Management of inventory is another important aspect of a business. The goal here is to maintain an optimal level of inventory. If the inventory levels are too low, it can lead to a loss of sales because of stock-outs. At the same time, if there is too much inventory, it indicates that the firm’s excess capital is tied up in inventory, which could have otherwise been used to invest in short-term securities, or to clear debt.
To evaluate inventory management, the manager can observe the average days of inventory, or inventory turnover ratio. If the average days of inventory is increasing (turnover ratio decreasing), this indicates a very large inventory and the manager should take steps to bring it down to a reasonable level.
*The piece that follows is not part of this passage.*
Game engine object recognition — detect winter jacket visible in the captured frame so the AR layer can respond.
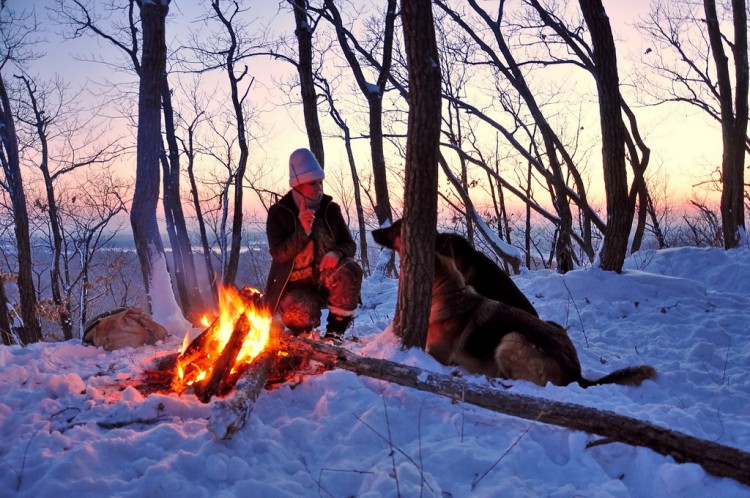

The average days of inventory and inventory turnover can also be compared to peers in the industry and with the company’s past performance to see the trends. Comparing these ratios with companies in other industries can provide false signals, as each industry will have a different benchmark. For example, retail stores will have a high turnover ratio compared to automobile show rooms.
Companies also employ innovative techniques and technology to bring their levels of inventory down. One such approach is the economic-order quantity-reorder point, under which the company forecasts demand. These forecasts help the company determine the levels at which the new inventory is ordered. Another method is the just-in-time method, which is based on the philosophy of producing and delivering finished goods just in time for selling.
The key to effectively managing inventory levels is to strike a balance between the risks and returns from overinvestment and underinvestment in inventory.